Hi can someone explain why my answers are different I am well confused

Check your calculation of the load impedance. What's the magnitude of the impedance that you calculated?

 

[Gremlin]

If you have a time signal of the form $A sin(\omega t + \phi)$ or $A cos(\omega t + \phi)$ then you can use the phasor form $A ∠ \phi$. So then you have the polar form of the signal in the frequency domain. You should already know how to convert a polar form to rectangular form.

Note that it is critical that when you convert a phasor result back to the time domain that you employ the same trig function that you started with otherwise you'll introduce a spurious phase difference (the phase difference between a sine and cosine function).

This question has been killing me for weeks. I thought I was gaining a good understand and this question just blew me away, so I had to look for assistance on the net - I'm a bit relieved that I'm not the only one that's struggled with it.

gneill, I looked at your post #17 (below) and went away to try and make the voltages based on the same trig function and the t time aspect of it completely knackered me, as I had no idea how to get rid of it. Then I see your post above - and I don't think I have come across that in my course notes - and it almost looks too easy. You can just lose $sin(\omega t)$ or $cos(\omega t)$ and that's OK?

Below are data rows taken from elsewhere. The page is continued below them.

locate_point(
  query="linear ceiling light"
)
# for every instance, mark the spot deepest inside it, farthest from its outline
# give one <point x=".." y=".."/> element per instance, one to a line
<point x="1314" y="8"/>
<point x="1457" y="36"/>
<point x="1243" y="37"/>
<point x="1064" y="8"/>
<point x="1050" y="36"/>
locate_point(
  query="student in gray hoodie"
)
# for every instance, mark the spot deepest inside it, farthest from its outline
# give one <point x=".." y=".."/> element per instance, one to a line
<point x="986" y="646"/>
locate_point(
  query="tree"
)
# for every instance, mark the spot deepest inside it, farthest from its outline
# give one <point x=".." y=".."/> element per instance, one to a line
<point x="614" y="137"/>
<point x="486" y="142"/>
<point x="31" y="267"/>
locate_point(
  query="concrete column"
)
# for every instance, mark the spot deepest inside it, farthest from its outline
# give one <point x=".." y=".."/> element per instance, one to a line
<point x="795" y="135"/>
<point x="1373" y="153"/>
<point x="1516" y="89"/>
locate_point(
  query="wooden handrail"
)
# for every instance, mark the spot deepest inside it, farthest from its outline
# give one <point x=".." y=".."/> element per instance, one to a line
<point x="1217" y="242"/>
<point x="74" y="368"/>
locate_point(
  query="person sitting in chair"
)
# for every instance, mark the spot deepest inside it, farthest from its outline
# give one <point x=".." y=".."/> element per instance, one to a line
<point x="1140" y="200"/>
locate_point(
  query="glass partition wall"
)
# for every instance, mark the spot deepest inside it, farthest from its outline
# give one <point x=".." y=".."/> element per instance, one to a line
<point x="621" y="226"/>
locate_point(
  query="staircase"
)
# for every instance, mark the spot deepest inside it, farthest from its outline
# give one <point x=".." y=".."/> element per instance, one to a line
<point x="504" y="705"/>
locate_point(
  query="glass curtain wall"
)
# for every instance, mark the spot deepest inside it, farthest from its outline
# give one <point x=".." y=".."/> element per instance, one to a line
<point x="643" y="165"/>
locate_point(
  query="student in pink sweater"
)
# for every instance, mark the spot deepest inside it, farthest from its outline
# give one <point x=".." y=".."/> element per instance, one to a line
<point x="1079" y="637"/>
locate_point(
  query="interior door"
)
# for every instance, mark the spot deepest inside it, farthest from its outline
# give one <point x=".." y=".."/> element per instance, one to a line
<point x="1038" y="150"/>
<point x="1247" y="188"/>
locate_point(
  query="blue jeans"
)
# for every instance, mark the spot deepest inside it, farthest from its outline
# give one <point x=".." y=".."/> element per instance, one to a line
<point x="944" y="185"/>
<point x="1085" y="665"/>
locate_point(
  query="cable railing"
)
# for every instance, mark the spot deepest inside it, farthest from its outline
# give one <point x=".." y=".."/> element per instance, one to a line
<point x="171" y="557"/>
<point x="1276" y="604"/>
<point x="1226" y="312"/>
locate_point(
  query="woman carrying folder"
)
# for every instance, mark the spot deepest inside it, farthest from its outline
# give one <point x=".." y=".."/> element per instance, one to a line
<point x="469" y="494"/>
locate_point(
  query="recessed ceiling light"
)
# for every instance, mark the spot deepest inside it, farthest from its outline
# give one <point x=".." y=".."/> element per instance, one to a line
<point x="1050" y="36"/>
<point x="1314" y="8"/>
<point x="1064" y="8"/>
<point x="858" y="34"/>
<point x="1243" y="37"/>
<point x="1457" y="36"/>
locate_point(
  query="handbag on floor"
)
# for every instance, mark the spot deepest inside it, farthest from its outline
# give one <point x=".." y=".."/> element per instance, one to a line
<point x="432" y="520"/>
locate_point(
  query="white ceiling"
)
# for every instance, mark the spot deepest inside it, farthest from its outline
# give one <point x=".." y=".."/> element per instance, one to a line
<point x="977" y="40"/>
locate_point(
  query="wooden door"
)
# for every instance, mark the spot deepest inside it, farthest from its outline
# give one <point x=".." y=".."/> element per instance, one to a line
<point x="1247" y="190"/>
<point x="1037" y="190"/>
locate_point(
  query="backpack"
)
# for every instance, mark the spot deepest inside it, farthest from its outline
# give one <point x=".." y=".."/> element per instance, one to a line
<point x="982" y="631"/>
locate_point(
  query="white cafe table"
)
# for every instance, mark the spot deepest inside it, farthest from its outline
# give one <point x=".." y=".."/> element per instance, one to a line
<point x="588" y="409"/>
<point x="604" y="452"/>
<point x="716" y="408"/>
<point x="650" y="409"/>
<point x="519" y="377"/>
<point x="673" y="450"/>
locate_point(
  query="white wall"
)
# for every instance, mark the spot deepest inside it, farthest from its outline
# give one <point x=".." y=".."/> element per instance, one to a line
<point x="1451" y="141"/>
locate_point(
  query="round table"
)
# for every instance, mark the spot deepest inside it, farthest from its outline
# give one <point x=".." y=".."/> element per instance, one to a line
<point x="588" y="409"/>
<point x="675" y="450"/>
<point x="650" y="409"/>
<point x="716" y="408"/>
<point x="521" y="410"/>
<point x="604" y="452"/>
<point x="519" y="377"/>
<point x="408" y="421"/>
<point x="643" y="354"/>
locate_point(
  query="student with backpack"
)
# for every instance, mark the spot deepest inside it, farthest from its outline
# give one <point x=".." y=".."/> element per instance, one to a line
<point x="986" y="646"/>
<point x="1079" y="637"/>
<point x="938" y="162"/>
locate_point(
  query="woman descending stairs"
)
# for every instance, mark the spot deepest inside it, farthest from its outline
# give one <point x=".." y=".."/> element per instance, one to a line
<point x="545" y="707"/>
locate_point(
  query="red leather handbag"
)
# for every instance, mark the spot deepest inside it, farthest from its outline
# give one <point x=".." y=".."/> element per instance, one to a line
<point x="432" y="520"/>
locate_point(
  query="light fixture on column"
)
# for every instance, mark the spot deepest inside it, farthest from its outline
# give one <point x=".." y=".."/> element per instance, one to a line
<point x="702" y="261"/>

Initially we're told that v1 = √2 x 415 x (cos (100 x pi x t)) Volts

and we're then saying that:

v1 = 415 ∠ 0 Volts and subsequently that v2 = 415 ∠ 90 Volts as (sin (x) = cos (90 - x)) and 90-0 = 90.

That can't be right, surely?

I'm confident - if i can get to that point - that I can convert polar to rectangular form and vice versa, but could you just explain what you mean when you say "... polar form of the signal in the frequency domain". This has done me in a bit. And once again you just can't get away from this question.

Take a close look at the definitions of those voltages. If you're going to use phasors to do the calculations you want to make sure that both of them are based on the same trig function, either sine or cosine. That or carry the full functions through the math and use trig identities to sort out adding or subtracting them. It's usually easier to just make them both either sines or cosines right from the start.

 

[gneill]

This question has been killing me for weeks. I thought I was gaining a good understand and this question just blew me away, so I had to look for assistance on the net - I'm a bit relieved that I'm not the only one that's struggled with it.

gneill, I looked at your post #17 (below) and went away to try and make the voltages based on the same trig function and the t time aspect of it completely knackered me, as I had no idea how to get rid of it. Then I see your post above - and I don't think I have come across that in my course notes - and it almost looks too easy. You can just lose $sin(\omega t)$ or $cos(\omega t)$ and that's OK?

Yes, that's okay. This is the beauty of using phasors to analyze AC circuits. By Euler's formula:

$A e^{j(ωt+ q)} = A cos(ωt + q) + j A sin(ωt + q)$

and a phasor is a projection on an axis of the resulting rotating vector. For example, $Re(Ae^{jωt})$ would be the projection on the x-axis and would be identical to Acos(ωt).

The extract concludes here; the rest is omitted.